Harry Goldsworthy

Biographical details
- Born: October 5, 1883 Rosalia, Washington, U.S.
- Died: March 5, 1970 (aged 86) Spokane, Washington, U.S.

Playing career

Football
- 1904–1907: Washington State

Coaching career (HC unless noted)

Football
- 1908: Davenport HS (WA)
- 1909: Cheyney Normal

Track and field
- 1908–1909: Davenport HS (WA)

Administrative career (AD unless noted)
- 1909: Cheyney Normal

Head coaching record
- Overall: 0–2 (college football)

= Harry Goldsworthy (American football) =

American college football player and coach, state legislator, and farmer (1883–1970)

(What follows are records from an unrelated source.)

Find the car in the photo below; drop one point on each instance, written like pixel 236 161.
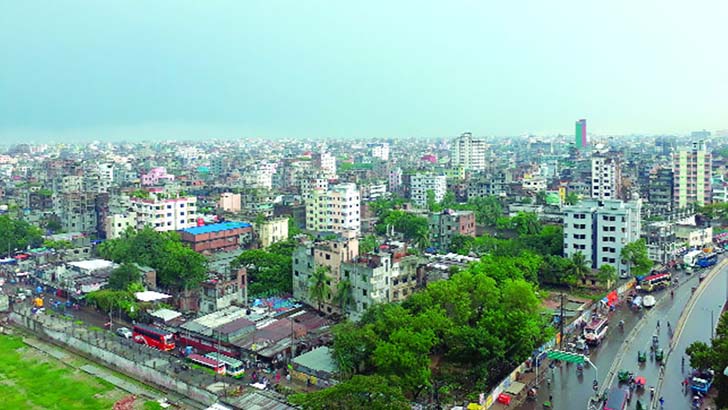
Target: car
pixel 649 301
pixel 124 332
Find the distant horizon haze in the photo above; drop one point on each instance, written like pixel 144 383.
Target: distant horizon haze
pixel 81 70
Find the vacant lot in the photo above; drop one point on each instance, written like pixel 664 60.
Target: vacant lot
pixel 32 380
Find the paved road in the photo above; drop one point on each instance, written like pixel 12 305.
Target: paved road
pixel 697 328
pixel 571 391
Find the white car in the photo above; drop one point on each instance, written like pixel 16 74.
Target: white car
pixel 649 301
pixel 124 332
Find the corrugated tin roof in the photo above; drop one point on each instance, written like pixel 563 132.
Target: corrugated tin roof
pixel 224 226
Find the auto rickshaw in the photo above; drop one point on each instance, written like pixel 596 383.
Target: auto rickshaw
pixel 625 376
pixel 641 357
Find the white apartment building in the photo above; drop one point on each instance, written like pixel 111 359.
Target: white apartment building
pixel 600 229
pixel 468 153
pixel 605 178
pixel 165 214
pixel 380 150
pixel 420 184
pixel 272 231
pixel 117 224
pixel 309 185
pixel 335 209
pixel 326 163
pixel 230 202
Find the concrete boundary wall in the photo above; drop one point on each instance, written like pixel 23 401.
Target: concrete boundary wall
pixel 134 369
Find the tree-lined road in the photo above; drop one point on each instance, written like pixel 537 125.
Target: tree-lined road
pixel 619 351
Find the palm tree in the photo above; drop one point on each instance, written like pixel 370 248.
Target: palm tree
pixel 318 285
pixel 343 296
pixel 422 238
pixel 579 266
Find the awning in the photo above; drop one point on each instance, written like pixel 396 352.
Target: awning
pixel 151 296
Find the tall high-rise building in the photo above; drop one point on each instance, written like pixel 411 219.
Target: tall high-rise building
pixel 468 153
pixel 606 178
pixel 600 229
pixel 581 134
pixel 335 209
pixel 692 169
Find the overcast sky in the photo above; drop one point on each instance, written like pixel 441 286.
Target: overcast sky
pixel 180 69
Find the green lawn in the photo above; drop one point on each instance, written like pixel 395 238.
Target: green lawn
pixel 31 380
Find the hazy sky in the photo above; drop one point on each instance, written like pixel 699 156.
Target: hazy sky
pixel 174 69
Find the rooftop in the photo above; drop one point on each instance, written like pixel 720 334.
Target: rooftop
pixel 224 226
pixel 93 264
pixel 318 359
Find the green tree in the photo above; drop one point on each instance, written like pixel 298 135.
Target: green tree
pixel 269 272
pixel 361 392
pixel 344 296
pixel 635 254
pixel 607 274
pixel 571 198
pixel 579 266
pixel 123 276
pixel 701 355
pixel 526 223
pixel 318 285
pixel 368 244
pixel 177 266
pixel 17 234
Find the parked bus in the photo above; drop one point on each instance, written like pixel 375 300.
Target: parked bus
pixel 153 336
pixel 691 258
pixel 233 367
pixel 707 260
pixel 595 331
pixel 216 366
pixel 656 281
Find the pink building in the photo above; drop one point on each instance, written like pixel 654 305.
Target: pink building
pixel 156 175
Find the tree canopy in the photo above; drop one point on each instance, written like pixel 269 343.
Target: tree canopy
pixel 177 265
pixel 635 253
pixel 269 271
pixel 18 234
pixel 480 321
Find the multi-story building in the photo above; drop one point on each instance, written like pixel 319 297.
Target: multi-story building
pixel 171 214
pixel 336 209
pixel 448 223
pixel 326 163
pixel 379 150
pixel 469 153
pixel 223 236
pixel 606 178
pixel 600 229
pixel 156 176
pixel 580 134
pixel 693 171
pixel 660 189
pixel 117 224
pixel 421 184
pixel 272 231
pixel 230 202
pixel 329 254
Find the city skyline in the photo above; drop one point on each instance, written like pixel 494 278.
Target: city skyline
pixel 185 70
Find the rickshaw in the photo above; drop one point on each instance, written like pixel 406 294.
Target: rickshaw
pixel 625 376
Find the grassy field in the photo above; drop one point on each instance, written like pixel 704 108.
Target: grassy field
pixel 32 380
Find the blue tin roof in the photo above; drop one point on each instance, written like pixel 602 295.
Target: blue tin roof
pixel 224 226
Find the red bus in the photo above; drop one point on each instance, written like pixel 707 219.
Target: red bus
pixel 217 366
pixel 154 337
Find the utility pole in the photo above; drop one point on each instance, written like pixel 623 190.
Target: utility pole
pixel 561 323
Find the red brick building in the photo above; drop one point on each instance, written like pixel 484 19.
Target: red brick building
pixel 223 236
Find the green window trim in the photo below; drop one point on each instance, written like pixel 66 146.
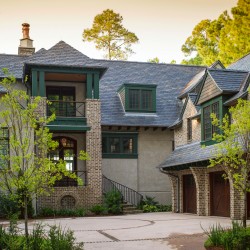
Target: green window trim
pixel 120 145
pixel 139 98
pixel 4 145
pixel 207 129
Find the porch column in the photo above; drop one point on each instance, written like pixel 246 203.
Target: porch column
pixel 200 176
pixel 236 203
pixel 93 148
pixel 174 185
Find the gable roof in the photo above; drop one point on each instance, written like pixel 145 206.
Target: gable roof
pixel 242 64
pixel 169 79
pixel 61 54
pixel 228 80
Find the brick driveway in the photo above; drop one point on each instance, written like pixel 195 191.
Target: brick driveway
pixel 141 231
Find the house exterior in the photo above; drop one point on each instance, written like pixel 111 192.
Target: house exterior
pixel 195 187
pixel 137 121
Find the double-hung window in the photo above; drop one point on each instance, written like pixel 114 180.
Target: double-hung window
pixel 138 98
pixel 4 146
pixel 119 145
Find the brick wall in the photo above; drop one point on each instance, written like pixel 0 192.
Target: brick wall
pixel 91 194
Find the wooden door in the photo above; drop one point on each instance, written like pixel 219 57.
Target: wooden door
pixel 219 195
pixel 189 194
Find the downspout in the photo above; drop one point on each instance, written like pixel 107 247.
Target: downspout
pixel 178 187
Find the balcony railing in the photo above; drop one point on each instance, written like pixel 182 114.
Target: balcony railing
pixel 66 108
pixel 69 182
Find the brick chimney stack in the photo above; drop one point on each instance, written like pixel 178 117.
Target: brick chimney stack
pixel 26 44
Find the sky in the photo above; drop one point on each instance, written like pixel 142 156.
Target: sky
pixel 162 26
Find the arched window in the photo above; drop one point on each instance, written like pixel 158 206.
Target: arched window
pixel 66 151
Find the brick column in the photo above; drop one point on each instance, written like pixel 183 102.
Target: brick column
pixel 93 148
pixel 200 176
pixel 236 203
pixel 174 185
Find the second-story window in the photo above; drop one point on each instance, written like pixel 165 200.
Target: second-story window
pixel 189 129
pixel 138 98
pixel 208 128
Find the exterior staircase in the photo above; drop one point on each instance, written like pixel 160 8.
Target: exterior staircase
pixel 131 198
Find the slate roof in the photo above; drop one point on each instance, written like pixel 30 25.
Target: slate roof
pixel 169 78
pixel 228 80
pixel 13 63
pixel 61 54
pixel 187 155
pixel 242 64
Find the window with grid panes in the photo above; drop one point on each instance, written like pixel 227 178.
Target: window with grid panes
pixel 208 128
pixel 4 146
pixel 119 145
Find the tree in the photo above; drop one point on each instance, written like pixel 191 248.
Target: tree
pixel 233 149
pixel 26 169
pixel 108 34
pixel 226 38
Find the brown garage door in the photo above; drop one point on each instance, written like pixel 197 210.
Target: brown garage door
pixel 189 194
pixel 220 195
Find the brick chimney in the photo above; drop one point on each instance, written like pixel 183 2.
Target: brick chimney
pixel 26 44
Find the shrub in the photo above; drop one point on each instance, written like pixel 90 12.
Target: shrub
pixel 237 238
pixel 78 212
pixel 113 202
pixel 98 209
pixel 39 239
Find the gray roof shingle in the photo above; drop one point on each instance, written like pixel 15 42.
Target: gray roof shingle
pixel 242 64
pixel 228 80
pixel 169 78
pixel 188 154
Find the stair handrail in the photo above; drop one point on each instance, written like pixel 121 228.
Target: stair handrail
pixel 129 195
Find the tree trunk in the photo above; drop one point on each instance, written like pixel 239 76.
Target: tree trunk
pixel 244 214
pixel 26 216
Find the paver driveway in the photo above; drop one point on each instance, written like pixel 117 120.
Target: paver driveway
pixel 141 231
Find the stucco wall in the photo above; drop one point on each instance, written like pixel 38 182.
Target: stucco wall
pixel 141 174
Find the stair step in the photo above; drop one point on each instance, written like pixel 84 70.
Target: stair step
pixel 136 211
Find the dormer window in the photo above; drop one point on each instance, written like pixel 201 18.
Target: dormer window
pixel 138 98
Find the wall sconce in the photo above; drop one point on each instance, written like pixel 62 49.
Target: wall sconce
pixel 64 142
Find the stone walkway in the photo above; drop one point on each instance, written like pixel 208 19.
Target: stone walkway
pixel 161 231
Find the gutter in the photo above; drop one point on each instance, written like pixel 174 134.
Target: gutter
pixel 178 187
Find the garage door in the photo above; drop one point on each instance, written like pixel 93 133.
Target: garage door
pixel 220 195
pixel 189 194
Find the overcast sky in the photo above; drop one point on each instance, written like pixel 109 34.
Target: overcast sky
pixel 162 26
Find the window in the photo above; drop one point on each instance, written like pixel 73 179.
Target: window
pixel 62 101
pixel 66 151
pixel 208 128
pixel 138 98
pixel 189 129
pixel 4 146
pixel 119 145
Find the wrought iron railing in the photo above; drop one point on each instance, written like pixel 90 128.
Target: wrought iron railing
pixel 66 108
pixel 129 195
pixel 70 182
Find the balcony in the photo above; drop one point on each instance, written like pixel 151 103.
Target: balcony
pixel 70 116
pixel 69 182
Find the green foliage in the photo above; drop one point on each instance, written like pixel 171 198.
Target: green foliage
pixel 108 34
pixel 98 209
pixel 48 212
pixel 233 151
pixel 148 204
pixel 226 38
pixel 113 202
pixel 55 239
pixel 237 238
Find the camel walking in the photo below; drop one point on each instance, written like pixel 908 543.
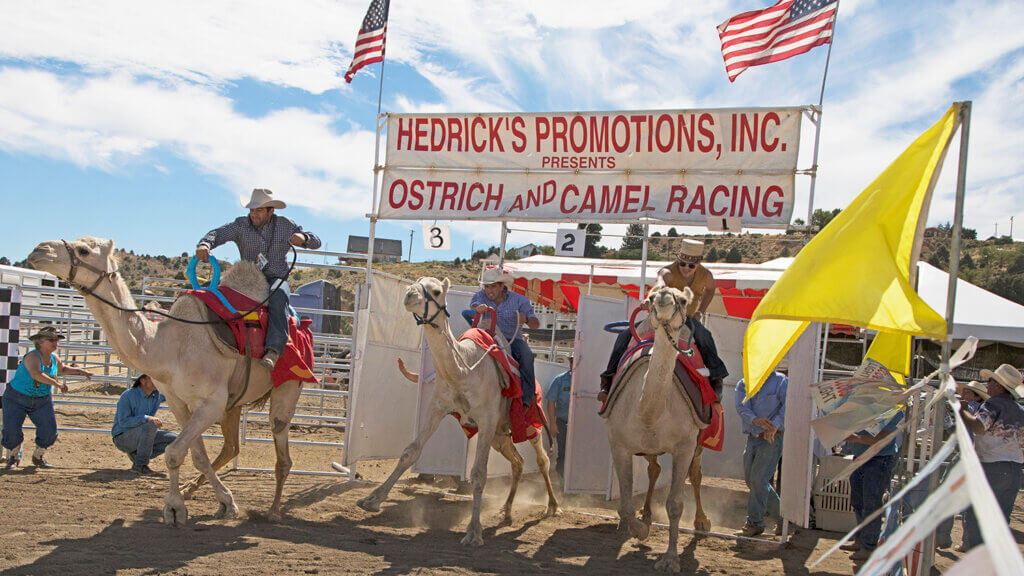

Harry Edgar Goldsworthy (October 5, 1883 – March 5, 1970) was an American college football player and coach, state legislator, and farmer. He served as the head football coach at State Normal School at Cheney–now known as Eastern Washington University–for one season, in 1909, compiling a record of 0–2.

Goldsworthy was born on October 5, 1883, in Rosalia, Washington, to John Henry and Eliza (Booth) Goldsworthy. He played football at the State College of Washington—now known as Washington State University from 1904 to 1907, captaining the 1906 Washington State football team. In 1908, Goldsworthy coached football and track at Davenport High School in Davenport, Washington.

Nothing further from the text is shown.